A combined Glencore-Xstrata, is expected itself to retain
the appetite for deals, particularly in areas it has earmarked
for growth, like iron ore. And a sharp drop in Glencore's
borrowing costs - the cost of insuring its debt has come off by
almost a third this week - will certainly make it easier for the
company to borrow.
Some are even speculating that the merged group could take
another swing at mining group Anglo American, under
pressure from its larger peers and embroiled in a potentially
damaging legal battle in Chile.
"The consensual target is Anglo, and that is based on the
fact that Xstrata tried to acquire Anglo in 2009," said
Liberum's O'Kane. "A combined company would be around 65 percent
larger than Anglo and there is expectation it could have a go
again - and their probability of success would be higher this
time round."
Deal-hungry bankers say they see the potential for more
all-share deals that take advantage of low valuations.

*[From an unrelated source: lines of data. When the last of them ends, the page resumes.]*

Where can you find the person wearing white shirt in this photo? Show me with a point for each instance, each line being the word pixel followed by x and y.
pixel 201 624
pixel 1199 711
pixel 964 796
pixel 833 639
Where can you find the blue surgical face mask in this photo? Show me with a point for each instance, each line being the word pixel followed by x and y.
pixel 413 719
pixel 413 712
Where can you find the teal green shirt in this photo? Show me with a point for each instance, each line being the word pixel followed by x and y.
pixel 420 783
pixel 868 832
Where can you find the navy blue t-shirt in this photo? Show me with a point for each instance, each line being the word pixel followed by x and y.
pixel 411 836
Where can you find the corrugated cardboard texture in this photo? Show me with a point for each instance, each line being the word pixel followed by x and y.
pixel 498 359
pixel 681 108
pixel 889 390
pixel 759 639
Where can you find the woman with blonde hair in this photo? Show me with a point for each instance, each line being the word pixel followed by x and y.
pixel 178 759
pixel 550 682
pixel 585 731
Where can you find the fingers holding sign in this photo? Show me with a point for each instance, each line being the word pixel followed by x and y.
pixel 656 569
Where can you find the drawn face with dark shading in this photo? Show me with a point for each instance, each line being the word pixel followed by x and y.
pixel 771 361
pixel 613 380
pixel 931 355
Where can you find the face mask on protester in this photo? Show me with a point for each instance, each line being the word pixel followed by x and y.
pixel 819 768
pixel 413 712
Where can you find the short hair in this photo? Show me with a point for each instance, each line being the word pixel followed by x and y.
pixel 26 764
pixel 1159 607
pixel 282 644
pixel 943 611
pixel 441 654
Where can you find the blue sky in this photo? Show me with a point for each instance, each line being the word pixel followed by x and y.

"If you are able to find opportunities to find share deals,
mergers of equals, there is maybe more scope for them," one
senior industry banker said. "What is difficult in an
environment as volatile as this, is to go out and do very large
cash deals with big premiums. As the CEO and board you would be
taking a huge amount of risk - you are taking a lot of cash
out, and you are making a bet on the future."
MID-CAP FLURRY
Buying rather than digging new mines is also becoming more
attractive. Mining companies continually seek to
replace their reserves and typically weigh up building new mines
versus buying production. Rising costs, increased labour
troubles and tougher government relations, have made buying more
appealing.
This, analysts and bankers say, means deals will be more
likely among mid-cap companies, where gold, iron ore and coal
are expected to be the hottest commodities, and where deals are
possible without large amounts of cash.
Mid-cap deals were already the mainstay of the market last
year - 2011 saw the highest value since 2007, but the recovery
has been marked by a higher number of lower value deals.
Glencore-Xstrata could also contribute with asset sales,
like Xstrata's 25 percent stake in troubled platinum producer
Lonmin, a left-over from its bid for the company in
2008, which was stymied by the financial crisis.
But the hotspot, industry experts say, is likely to be gold,
where companies' cash flows are at record highs and equity
valuations at their lowest in more than a decade.
"Gold remains much more fragmented than most of the
other commodities," a second senior sector banker
said. "There is still a significant tier of emerging companies
with attractive assets and consolidation remains on the agenda."
Unlike the more volatile base metal space, gold has remained
robust with prices still more than three times what they were
less than a decade ago, and analysts, bankers and industry
players point to the metal as a likely bright spot.
"The longer gold prices stay high, the higher the
probability someone will make a move," said Tyler Broda, analyst
at Nomura in London.
The sector, buoyed by cash flows that have far exceeded
capital expenditure plans, has already seen deals in recent
months, including a move by Qatar Holdings to provide funding to
European Goldfields that handed it a almost 10 percent
stake in the miner last year. This was the Gulf investor's first
move into gold.
European Goldfields, which is developing mines in Greece,
has subsequently agreed to be taken over in a separate $2.4
billion deal with Canada's Eldorado Gold.
But industry sources point to other potential targets,
particularly in exploration, including miners like Australia's
Gryphon Minerals, developing the Banfora gold project
in Burkina Faso, or AIM-listed Goldstone Resources,
which has projects in Ghana, Senegal and Gabon.
Miners digging for gold face even more pressure to keep
stocks topped up, as the average life of a gold mine is under a
decade, compared to roughly three times that for copper.